Llama-3.2-3B-Math-LoRA (Reasoning Model)
This model is a fine-tuned version of Llama-3.2-3B-Instruct, specialized in solving mathematical problems using a reflective, iterative reasoning process. It was trained using Unsloth to mimic human-like stream-of-consciousness thinking, similar to the DeepSeek-R1 approach.
Key Features
- Reflective Thinking: The model explores the problem, expresses self-doubt, and refines its logic before providing a final answer.
- Efficient Fine-tuning: Trained using LoRA (Low-Rank Adaptation) in 4-bit quantization.
- Math Specialist: Optimized with the
OpenR1-Math-220kdataset to handle algebraic and arithmetic logic.
Training Metrics
The model was trained for 60 steps on a single NVIDIA T4 GPU (Google Colab).
| Metric | Value |
|---|---|
| Training Loss (Final) | ~0.85 (Check your Colab logs) |
| Learning Rate | 2e-4 |
| Optimizer | AdamW 8-bit |
| Batch Size | 1 (with 8 gradient accumulation steps) |
| Precision | 4-bit Quantization |
How to Use (Inference Code)
Since this is a LoRA adapter, you can load it using the following code. Make sure you have unsloth installed.
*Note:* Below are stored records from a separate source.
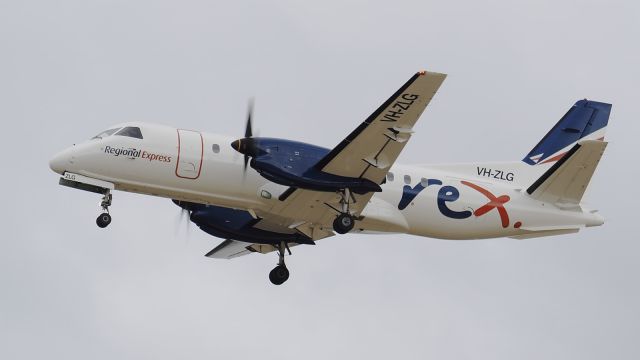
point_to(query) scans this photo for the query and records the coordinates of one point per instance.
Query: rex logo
(448, 194)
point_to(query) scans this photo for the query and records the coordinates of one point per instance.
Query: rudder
(586, 120)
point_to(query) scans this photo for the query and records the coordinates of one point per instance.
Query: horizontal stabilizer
(567, 180)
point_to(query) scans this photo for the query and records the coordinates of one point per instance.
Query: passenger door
(190, 150)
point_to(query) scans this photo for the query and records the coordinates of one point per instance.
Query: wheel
(103, 220)
(279, 275)
(343, 223)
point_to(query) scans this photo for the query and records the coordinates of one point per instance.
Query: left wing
(230, 249)
(370, 150)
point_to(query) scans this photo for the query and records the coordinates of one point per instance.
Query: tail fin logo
(536, 158)
(495, 202)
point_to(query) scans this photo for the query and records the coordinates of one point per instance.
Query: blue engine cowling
(238, 225)
(292, 163)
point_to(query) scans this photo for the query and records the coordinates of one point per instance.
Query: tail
(586, 120)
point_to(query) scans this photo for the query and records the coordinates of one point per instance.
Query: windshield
(105, 133)
(131, 131)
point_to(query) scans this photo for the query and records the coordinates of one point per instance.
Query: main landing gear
(104, 219)
(280, 273)
(345, 221)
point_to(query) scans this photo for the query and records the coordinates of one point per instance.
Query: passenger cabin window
(105, 133)
(130, 131)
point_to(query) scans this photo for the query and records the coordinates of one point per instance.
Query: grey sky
(142, 290)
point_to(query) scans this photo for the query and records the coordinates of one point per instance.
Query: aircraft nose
(60, 162)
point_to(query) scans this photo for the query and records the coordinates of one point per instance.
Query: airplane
(265, 195)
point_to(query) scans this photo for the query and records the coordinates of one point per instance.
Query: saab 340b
(300, 193)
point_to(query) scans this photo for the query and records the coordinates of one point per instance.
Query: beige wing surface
(368, 152)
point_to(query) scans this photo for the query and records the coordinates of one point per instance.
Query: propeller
(246, 145)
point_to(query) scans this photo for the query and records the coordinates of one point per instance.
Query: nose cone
(60, 162)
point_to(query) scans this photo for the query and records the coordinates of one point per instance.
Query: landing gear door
(190, 150)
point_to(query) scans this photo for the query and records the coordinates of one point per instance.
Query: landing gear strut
(345, 221)
(104, 219)
(280, 273)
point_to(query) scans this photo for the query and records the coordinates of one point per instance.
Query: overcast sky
(142, 289)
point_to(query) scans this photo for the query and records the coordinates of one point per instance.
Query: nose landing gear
(280, 273)
(104, 219)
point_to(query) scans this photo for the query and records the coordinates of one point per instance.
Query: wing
(370, 150)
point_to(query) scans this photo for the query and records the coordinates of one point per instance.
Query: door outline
(201, 155)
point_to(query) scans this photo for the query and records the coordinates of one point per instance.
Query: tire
(343, 223)
(103, 220)
(279, 275)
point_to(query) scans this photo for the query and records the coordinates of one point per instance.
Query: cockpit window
(105, 133)
(130, 131)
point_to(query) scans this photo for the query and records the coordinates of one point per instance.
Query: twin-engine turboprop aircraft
(300, 193)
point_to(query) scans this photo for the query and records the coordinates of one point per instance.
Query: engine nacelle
(292, 163)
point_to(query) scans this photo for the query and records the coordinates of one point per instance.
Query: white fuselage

Installation & Dependencies (CMD)
To run this model, you must have a GPU environment (like Google Colab or a local GPU). Install the necessary dependencies using the following commands:
!pip install -q huggingface_hub
!pip install -q unsloth
!pip install -q --force-reinstall --no-cache-dir --no-deps git+https://github.com/unslothai/unsloth.git
from unsloth import FastLanguageModel
import torch
# Load the model and tokenizer
model, tokenizer = FastLanguageModel.from_pretrained(
model_name = "rimon-dutta/Llama-3.2-3B-Math-LoRA",
max_seq_length = 2048,
load_in_4bit = True,
)
FastLanguageModel.for_inference(model)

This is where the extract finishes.